El performance obliga a repensar el arte y su genealogía

La experiencia de la corporalidad, la filosofía, el teatro, el devenir de los conceptos, el río que arrastra a las sociedades hacia el infinito, hacia un mundo donde solo un contenedor, como lo es el cuerpo, puede dar cuenta de esa infinitud, todo ello expresado en un documento, un libro que bifurca y pretende mover las entrañas y el pensamiento, así se refirió Arturo Díaz Sandoval, director del Centro Nacional de Investigación, Documentación e Información Teatral Rodolfo Usigli (CITRU), al presentar el libro Performance. Hacia una filosofía de la corporalidad y el pensamiento subversivos de Miroslava Salcido.

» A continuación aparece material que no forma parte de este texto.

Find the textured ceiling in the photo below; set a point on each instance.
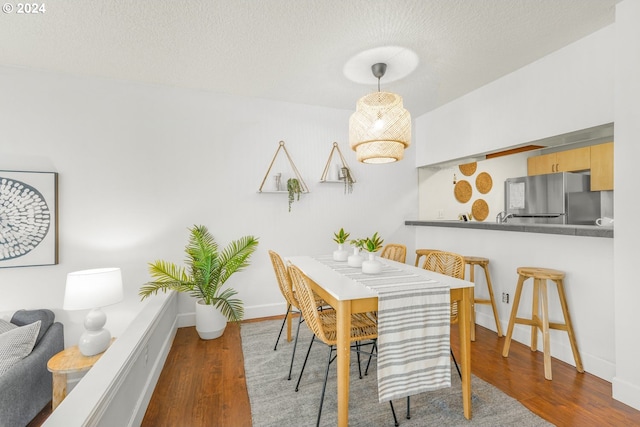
(295, 50)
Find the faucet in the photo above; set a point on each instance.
(502, 217)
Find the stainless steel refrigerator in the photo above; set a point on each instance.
(557, 198)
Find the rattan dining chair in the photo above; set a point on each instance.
(395, 252)
(284, 283)
(324, 328)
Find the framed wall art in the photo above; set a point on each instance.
(28, 218)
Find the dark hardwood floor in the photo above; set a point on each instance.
(188, 395)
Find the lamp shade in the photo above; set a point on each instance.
(93, 288)
(380, 128)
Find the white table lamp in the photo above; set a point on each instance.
(93, 289)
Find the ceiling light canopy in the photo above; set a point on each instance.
(380, 128)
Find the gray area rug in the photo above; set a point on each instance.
(274, 401)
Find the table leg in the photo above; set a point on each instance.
(465, 348)
(59, 389)
(343, 319)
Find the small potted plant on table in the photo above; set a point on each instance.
(372, 245)
(340, 237)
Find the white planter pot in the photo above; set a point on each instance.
(340, 254)
(371, 266)
(210, 322)
(356, 259)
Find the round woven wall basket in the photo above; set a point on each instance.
(480, 210)
(468, 169)
(484, 183)
(462, 191)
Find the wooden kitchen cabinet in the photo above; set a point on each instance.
(602, 167)
(563, 161)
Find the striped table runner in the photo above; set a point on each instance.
(414, 318)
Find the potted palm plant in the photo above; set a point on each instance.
(206, 271)
(372, 245)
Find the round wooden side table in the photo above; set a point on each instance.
(68, 361)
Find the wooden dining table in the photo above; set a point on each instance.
(347, 296)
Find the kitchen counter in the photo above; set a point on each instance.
(568, 230)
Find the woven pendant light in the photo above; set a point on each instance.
(380, 128)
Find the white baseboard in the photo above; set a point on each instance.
(559, 349)
(626, 392)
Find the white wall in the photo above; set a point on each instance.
(565, 91)
(436, 195)
(626, 384)
(140, 164)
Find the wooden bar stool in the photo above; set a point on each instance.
(540, 277)
(472, 261)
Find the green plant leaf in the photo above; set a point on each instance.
(341, 236)
(205, 272)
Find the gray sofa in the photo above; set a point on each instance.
(26, 388)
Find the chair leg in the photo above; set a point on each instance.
(305, 362)
(286, 316)
(295, 344)
(358, 357)
(374, 349)
(455, 362)
(324, 386)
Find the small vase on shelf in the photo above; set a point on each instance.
(371, 266)
(355, 260)
(340, 254)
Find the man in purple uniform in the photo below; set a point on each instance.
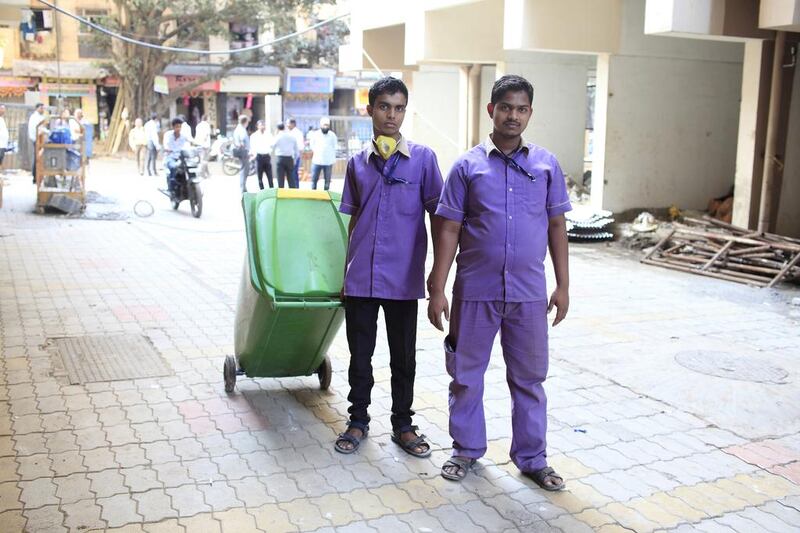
(504, 202)
(387, 189)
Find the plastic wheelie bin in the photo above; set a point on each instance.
(289, 307)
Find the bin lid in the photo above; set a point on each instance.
(296, 242)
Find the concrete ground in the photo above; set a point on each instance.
(674, 399)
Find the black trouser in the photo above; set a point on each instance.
(263, 164)
(285, 167)
(401, 330)
(152, 154)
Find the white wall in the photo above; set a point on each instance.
(672, 120)
(434, 117)
(788, 222)
(559, 102)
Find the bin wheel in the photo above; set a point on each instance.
(229, 372)
(325, 372)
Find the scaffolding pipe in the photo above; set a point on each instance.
(773, 123)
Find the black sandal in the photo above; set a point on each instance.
(352, 439)
(541, 476)
(410, 445)
(462, 465)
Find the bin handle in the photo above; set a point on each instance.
(301, 304)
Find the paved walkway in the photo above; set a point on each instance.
(674, 400)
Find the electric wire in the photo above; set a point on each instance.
(137, 42)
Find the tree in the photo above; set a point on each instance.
(189, 24)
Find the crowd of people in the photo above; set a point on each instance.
(286, 144)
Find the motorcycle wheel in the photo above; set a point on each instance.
(230, 166)
(196, 201)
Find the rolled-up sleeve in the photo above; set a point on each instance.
(557, 195)
(431, 184)
(350, 199)
(453, 201)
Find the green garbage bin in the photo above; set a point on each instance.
(289, 307)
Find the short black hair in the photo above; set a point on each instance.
(511, 83)
(387, 85)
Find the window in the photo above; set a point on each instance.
(88, 45)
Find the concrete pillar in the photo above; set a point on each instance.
(752, 132)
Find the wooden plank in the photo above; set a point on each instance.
(659, 245)
(785, 269)
(717, 255)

En el Aula Magna del Centro Nacional de las Artes, al dar a conocer la obra que vincula la filosofía con el teatro en una hibridación de ideas y acciones, la autora estuvo acompañada por los investigadores Rodolfo Obregón y Jorge Juanes, quienes compartieron algunas reflexiones respecto a la investigación.

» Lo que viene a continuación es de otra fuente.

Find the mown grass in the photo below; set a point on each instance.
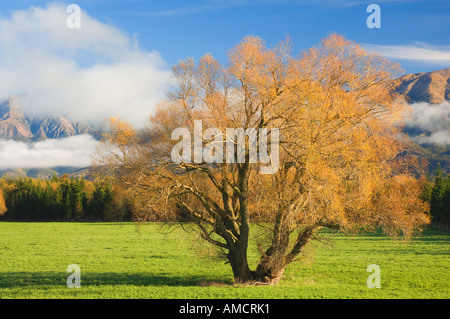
(120, 261)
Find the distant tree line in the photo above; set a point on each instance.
(62, 199)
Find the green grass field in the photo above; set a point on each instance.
(117, 260)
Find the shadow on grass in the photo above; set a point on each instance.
(29, 279)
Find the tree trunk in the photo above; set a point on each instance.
(238, 261)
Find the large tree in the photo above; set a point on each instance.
(337, 163)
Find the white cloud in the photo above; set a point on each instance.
(417, 52)
(434, 118)
(70, 151)
(89, 73)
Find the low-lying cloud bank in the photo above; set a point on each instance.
(90, 73)
(70, 151)
(433, 118)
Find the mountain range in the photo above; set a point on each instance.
(430, 89)
(17, 125)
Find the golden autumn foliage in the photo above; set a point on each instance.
(3, 208)
(340, 160)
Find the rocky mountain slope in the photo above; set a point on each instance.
(432, 87)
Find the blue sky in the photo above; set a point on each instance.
(179, 29)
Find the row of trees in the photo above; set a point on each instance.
(62, 199)
(339, 163)
(437, 193)
(72, 199)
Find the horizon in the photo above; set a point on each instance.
(117, 61)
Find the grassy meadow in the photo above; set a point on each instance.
(120, 260)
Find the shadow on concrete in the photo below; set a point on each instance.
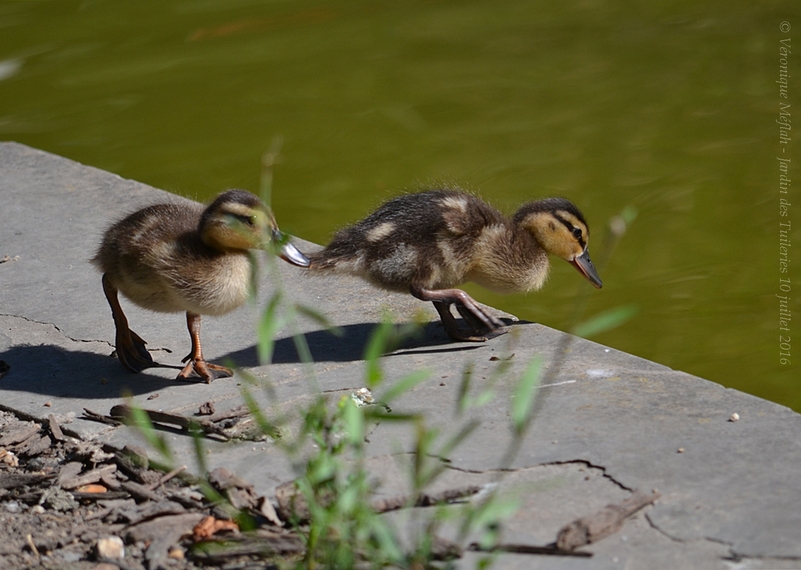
(349, 346)
(51, 370)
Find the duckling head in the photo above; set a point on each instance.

Jorge Juanes destacó que “es un buen libro sobre el performance” y coincidió con Miroslava Salcido en la necesidad de resaltar el arte acción, pues ofrece múltiples bondades en el proceso creativo, como la facilidad que otorga al momento de conjuntar disciplinas.

El performance debe pensarse como arte —comentó el investigador— no como una forma previa del texto, como hacen los deconstruccionistas que se olvidan de aquello que es este quehacer artístico o incluso de las interpretaciones insólitas que permite.

En el texto de Miroslava Salcido, dijo Juanes, la filosofía tiene una empatía y enamoramiento con el arte, por eso permite reflexionar y problematizar lo que es el performance; además, en este texto, no está ligada a la vertiente tradicional, analítica o eurocéntrica.

Posteriormente agregó que muchos han buscado someter al arte, porque posee una subversión intrínseca y es un sistema intempestivo que pone en crisis el meta relato oficial. Está en permanente expansión y permite lugar a la crítica y a la reflexión, a romper con lo establecido y transgredir los límites en el proceso creativo y la investigación.

Hay muchos pensadores que ligaron la teoría con la práctica, así como la filosofía con el arte, mencionó el investigador, como es el caso de Nietzsche, Artaud, Deleuze, Guattari, entre otros, quienes son excepcionales porque son anómalos, insólitos; se salen del lugar común al hacer cine, literatura, teatro, etcétera.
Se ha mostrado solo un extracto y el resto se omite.